I love Bezalel. He’s one of my favorite biblical heroes, although he only pops up in a few Old Testament verses. Consider this statement about him, plunked in the middle of rules about incense, what you can and can’t do on the Sabbath, and how exactly to wash your hands before burning a ram on the altar: “The Lord said to Moses, ‘See, I have chosen Bezalel…and I have filled him with the Spirit of God, with skill and ability and knowledge in all kinds of crafts—to make artistic designs….for the Holy Place’” (Ex. 32:1-3, 11). There is a natural connection between the Spirit of God, art, and the people of God.
Last year North Valley Friends Church sponsored a Wednesday night series that we called “Spirituality and the Arts: At Play in the Fields of the Lord.” For each of the 10 presentations, we invited a local artist to display his or her gifts and talk about the relation of art to his or her own spiritual journey. The following group discussions were rich.

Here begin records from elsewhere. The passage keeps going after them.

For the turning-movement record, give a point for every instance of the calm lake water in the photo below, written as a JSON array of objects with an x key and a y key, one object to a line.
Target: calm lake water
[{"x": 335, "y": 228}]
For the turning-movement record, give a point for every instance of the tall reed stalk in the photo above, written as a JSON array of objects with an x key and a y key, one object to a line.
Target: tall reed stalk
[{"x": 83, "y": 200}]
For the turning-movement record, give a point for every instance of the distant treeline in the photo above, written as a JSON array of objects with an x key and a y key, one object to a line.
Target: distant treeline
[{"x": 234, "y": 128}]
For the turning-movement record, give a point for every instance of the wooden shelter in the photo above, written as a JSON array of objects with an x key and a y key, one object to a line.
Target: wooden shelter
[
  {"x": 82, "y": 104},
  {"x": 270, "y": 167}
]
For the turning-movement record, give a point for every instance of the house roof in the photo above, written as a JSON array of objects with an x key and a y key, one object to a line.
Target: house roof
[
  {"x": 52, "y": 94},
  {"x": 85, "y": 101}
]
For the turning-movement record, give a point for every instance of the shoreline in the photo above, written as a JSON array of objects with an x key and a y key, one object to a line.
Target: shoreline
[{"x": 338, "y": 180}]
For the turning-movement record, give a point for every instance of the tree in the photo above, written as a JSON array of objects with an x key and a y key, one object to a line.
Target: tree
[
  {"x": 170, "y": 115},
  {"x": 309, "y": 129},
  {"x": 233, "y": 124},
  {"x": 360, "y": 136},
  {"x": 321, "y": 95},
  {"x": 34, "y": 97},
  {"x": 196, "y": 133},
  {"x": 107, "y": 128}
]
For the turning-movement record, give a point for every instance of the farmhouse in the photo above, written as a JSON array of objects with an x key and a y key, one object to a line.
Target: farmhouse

The variety of art forms presented gave evidence to more creative possibilities than most of us had previously considered. Bryan Boyd began the series by walking us through his creative process as a theatrical set designer at George Fox University. He mentioned the tensions in this process: the tensions between personal creativity and the necessary collaboration of the community that will produce the play, tensions between intuition and reason, tensions between the need for time to let the process work and the pressure of deadlines. Being an artist is not comfortable. Bryan used the phrase, “a terrifying mystery.” He also mentioned that all this is so integrated with who he is (and is becoming) that he can hardly analyze what part is creativity and what part is spirituality. (See bryanboyddesign.com)
The presentations of both Craig Goodworth (“Art, Spirituality and the Body”) and Phil Thornburg and Miriam Bock (“The Spirituality of Landscaping as Art”) linked art, Spirit, and materiality in a way I consider uniquely Quaker. Spirituality as evidenced in art engages the five physical senses and often has dirt under its fingernails. Goodworth, an interdisciplinary artist who works in sculpture, drawing, poetry, and installation art, speaks of his artistic work as flowing from a grounded spirituality; a spirituality that rises up from physicality, materiality, geography and culture. (See winterbloominc.com and craiggoodworthart.squarespace.com)
Other presentations included Beth Woolsey on blogging, Joel Bock on photography, Nate Macy on music composition, Tim Timmermen on painting, Bill Jolliff on poetry and song writing, and Sarah Klatt-Dickerson on slam poetry.
I also got to present as a poet. As part of my presentation, I articulated my artistic calling “to seek and say the grace of God, hidden in the ordinariness of life.” I found that same thread running through the other presentations. It relates to the Quaker testimony of the sacramental nature of all life. I love the title of Arthur Roberts’ collection of sermons and addresses, The Sacred Ordinary. Perhaps the artists among us are the best qualified to voice (paint, sculpt, sing, plant) that reality. I don’t know if Quaker artists do it better than other people. That’s probably not even a question worth asking. But our commitment to “walk cheerfully over the earth” certainly helps us along. Quakers and the arts? Yes, of course.
Here are some queries:
How can our yearly meeting best encourage the artists among us?
What more can your local meeting be doing to discover and enable young (and old) artists?
What is God saying to us through our artists?
Nancy Thomas, along with her best friend and husband, Hal, has been a Friend Serving Abroad since 1972. She likes creative writing and being mother and grandmother to some incredible people. Nancy is a member at North Valley Friends Church.